Hundreds of Montrealers gathered in front of the Russian consulate Tuesday night in a peaceful protest against the country’s new anti-gay legislation.

"People are being beaten up and we really thought that, being Pride week in Montreal, we needed to send a strong message to the Russian people," Jean-Sébastien Boudreau, vice-president of Pride Montreal.

Among the group of new laws is one that bans "propaganda of non-traditional sexual relations," under threat of steep fines or jail time.

In recent weeks, the new measure has sparked ever-louder calls to boycott the Olympic Games in Sochi this February.

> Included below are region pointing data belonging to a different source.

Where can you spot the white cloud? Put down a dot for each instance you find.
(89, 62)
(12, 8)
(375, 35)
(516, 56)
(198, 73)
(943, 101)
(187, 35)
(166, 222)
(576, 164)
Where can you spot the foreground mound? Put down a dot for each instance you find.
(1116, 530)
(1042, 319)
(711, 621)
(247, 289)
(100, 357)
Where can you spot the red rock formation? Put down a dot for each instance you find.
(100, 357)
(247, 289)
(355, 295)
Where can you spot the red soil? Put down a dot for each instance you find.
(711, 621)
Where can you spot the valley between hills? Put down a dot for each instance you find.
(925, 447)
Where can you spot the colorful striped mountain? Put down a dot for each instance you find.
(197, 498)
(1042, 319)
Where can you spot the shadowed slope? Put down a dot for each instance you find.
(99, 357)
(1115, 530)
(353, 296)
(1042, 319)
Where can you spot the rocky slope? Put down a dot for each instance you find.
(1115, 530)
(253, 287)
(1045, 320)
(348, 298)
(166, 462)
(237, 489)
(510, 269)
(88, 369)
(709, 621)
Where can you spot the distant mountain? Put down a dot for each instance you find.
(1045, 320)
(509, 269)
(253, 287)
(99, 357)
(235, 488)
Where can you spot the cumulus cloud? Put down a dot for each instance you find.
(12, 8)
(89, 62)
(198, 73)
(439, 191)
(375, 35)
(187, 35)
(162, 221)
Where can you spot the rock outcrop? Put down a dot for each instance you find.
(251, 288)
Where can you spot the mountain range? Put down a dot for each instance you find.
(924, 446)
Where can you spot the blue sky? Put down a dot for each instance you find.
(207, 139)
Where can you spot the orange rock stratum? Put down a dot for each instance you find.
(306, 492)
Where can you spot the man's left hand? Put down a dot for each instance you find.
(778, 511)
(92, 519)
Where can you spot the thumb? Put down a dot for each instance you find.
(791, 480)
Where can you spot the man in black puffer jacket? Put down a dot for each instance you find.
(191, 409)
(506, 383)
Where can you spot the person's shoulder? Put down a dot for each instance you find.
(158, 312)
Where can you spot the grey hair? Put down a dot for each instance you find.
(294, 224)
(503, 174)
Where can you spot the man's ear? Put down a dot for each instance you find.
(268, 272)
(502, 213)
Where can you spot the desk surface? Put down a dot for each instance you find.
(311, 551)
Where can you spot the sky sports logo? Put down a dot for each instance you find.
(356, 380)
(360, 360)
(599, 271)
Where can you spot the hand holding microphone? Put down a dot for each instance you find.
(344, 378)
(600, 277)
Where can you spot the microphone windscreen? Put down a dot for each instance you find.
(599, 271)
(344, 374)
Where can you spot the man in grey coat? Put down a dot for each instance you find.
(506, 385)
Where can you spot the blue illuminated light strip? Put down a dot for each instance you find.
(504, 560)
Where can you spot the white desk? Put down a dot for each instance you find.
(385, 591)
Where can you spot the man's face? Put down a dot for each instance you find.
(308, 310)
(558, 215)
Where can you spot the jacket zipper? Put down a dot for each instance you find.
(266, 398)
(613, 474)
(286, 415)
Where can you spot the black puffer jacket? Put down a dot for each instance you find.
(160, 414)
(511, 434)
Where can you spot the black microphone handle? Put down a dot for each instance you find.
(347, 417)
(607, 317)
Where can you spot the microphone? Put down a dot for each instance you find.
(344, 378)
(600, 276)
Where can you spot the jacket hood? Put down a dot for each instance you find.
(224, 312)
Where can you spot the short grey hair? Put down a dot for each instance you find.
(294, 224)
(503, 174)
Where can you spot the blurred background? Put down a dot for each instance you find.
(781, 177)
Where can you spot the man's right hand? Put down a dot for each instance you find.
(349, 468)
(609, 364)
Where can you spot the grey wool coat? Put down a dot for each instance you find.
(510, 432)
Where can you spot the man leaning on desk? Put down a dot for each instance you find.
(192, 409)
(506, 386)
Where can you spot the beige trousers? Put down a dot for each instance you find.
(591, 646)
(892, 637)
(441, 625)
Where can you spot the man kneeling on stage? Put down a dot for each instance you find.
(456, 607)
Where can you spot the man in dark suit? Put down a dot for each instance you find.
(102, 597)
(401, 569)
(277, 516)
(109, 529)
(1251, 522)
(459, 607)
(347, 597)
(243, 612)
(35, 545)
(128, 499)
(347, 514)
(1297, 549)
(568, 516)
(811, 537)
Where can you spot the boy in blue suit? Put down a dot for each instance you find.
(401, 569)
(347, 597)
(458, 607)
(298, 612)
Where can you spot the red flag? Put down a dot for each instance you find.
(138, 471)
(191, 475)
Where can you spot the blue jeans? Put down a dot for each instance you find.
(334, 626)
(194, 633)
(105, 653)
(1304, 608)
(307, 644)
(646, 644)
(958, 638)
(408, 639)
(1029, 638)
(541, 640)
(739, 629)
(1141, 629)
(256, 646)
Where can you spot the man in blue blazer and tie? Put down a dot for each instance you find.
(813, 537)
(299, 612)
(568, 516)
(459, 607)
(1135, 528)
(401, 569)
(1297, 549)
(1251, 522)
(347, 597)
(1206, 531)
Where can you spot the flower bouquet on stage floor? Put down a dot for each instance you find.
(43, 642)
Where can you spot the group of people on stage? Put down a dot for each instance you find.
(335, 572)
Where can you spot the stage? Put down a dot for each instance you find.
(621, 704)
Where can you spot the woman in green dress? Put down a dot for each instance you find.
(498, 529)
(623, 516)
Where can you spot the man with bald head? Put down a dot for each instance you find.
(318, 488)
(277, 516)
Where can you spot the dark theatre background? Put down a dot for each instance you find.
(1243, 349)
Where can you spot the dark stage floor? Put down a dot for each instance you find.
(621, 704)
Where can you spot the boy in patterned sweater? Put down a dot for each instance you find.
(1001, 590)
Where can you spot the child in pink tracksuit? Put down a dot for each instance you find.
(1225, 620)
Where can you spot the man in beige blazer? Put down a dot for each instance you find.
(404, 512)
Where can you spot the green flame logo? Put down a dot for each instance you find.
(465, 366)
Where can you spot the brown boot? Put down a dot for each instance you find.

Activists from around the world have publicly railed against the law in recent weeks, saying its vague wording effectively criminalizes homosexuality as a whole.

Many are afraid the law may galvanize an already powerful anti-gay movement in the country.

"It is so poorly drafted that it would allowed any interpretation of any communication of someone who is supposedly, or deemed to be a homosexual to be a criminal offence," said Alan Conter, a Montreal-based media law expert.

At the vigil Tuesday, several speakers addressed the crowd including Gilbert Barker, the San Francisco artist who created the rainbow flag in 1978, which has become the international symbol for gay pride.

"I think they should boycott the Olympics – I think they should pull out," Barker said in a interview at the event. "I think Russia pulled the biggest snow job in history, pardon the pun, on the international Olympic committee. They should have never put the Olympics in Russia."